Voorschrift en prognose

We hebben hierboven de oorzaken en symptomen van de ziekte uitgebreid beschreven. Daaruit is duidelijk geworden dat de kern van het probleem het uit-het-niets-creëren van geld en krediet door banken is, wat zorgt voor een langdurige "high" met daarna een onvermijdelijke kater.

Voorschrift

Ons voorschrift is even eenvoudig als dat het pijnlijk is: Cold Turkey! Onze economie moet afkicken van de drugs van het goedkope krediet dat het bloed van de economie, het geld, altijd maar verder verdunt en verziekt. Banken mogen niet langer worden toegelaten geld uit het niets te creëren, en de centrale bank moet ophouden te bestaan. Die laatste maakt het geld op een kunstmatige manier goedkoop door haar macht over de rentevoet (die vroeger gewoon door vraag en aanbod werd bepaald). Dat is interessant voor overheden en banken, die altijd om nieuw geld verlegen zitten en graag goedkoop willen lenen, maar tegelijk brengt het alle ondernemers in de economie helemaal van de wijs, met de bekende schade vandien. Een tweede reden waarom de centrale bank moet ophouden te bestaan is dat ook zij geld en krediet uit het niets creëert (in de vorm van leningen aan banken).

Prognose

Normaalgezien maakt een dokter éérst een prognose en geeft hij dan een voorschrift, maar in ons geval proberen we in onze prognose te zien of de patiënt het broodnodige medicijn wel zal innemen... Zullen ze de schadelijke Centrale Bank afschaffen? Zullen onze overheden de onverantwoordelijke en wankele banken laten failliet gaan? Zullen ze toelaten dat grote bedrijven, die producten maken waar de bevolking momenteel letterlijk geen geld voor over heeft, failliet gaan, met grote tijdelijke werkloosheid tot gevolg? Zullen ze het mogelijk maken dat de lonen een tijdlang serieus dalen om het herstelproces mogelijk te maken? En, last but not least, zullen onze overheden ophouden met banken toe te staan om geld uit het niets te creëren en daarbij ook de zeer schadelijke, en nergens anders in de economie vertoonde, faillissementsbescherming laten varen?

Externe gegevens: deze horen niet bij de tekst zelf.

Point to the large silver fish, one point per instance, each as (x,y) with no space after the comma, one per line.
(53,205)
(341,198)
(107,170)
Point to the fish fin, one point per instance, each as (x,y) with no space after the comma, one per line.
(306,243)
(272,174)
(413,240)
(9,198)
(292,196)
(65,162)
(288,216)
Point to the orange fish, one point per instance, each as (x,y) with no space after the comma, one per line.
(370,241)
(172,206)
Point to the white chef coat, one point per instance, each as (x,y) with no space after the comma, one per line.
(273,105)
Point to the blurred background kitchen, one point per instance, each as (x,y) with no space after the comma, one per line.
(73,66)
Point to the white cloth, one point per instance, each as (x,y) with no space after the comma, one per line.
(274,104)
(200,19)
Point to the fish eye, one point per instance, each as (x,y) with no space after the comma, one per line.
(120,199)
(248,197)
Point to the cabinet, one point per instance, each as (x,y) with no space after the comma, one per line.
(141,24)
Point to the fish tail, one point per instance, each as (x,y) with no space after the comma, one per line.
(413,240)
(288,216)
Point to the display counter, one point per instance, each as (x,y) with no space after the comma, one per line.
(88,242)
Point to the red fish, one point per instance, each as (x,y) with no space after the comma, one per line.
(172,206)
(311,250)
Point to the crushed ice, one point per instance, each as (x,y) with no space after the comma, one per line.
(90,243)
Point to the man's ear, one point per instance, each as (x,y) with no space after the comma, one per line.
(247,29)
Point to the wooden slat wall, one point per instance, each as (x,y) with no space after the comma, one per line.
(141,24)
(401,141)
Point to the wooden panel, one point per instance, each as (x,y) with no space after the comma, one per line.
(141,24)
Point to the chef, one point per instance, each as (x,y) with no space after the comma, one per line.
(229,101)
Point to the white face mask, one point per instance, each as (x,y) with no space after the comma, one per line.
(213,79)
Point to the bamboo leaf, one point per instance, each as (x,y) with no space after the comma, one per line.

Ik ben geen pessimist, maar ik denk dat het realistische antwoord op al deze vragen, ten minste voor de jaren die nu volgen, nee zal zijn. Je kan een probleem niet oplossen met het middel waardoor het gecreëerd is—en dat is precies wat je doet als je een schuld- en fraudeprobleem oplost door nog méér schuld en fraude. Het lijkt er dan ook sterk op dat deze crisis, die nu al de grootste sinds de Grote Depressie genoemd wordt, nog jaren zal aanslepen.
De enorme stimuluspakketten van de laatste weken en maanden, gecombineerd met het zomerlijke vakantiegevoel, zorgt momenteel voor een tijdelijk toegenomen activiteit in de economie. Maar het huis blijft even wankel. Dit is wat Fernand Huts, de CEO van Katoen Natie, enkele dagen geleden aan De Tijd vertelde:

De grote capaciteitsinkrimping moet nog komen. Er zal iets moeten gebeuren met de overcapaciteit bij textielbedrijven, in de metaalsector of in de auto-industrie. (...)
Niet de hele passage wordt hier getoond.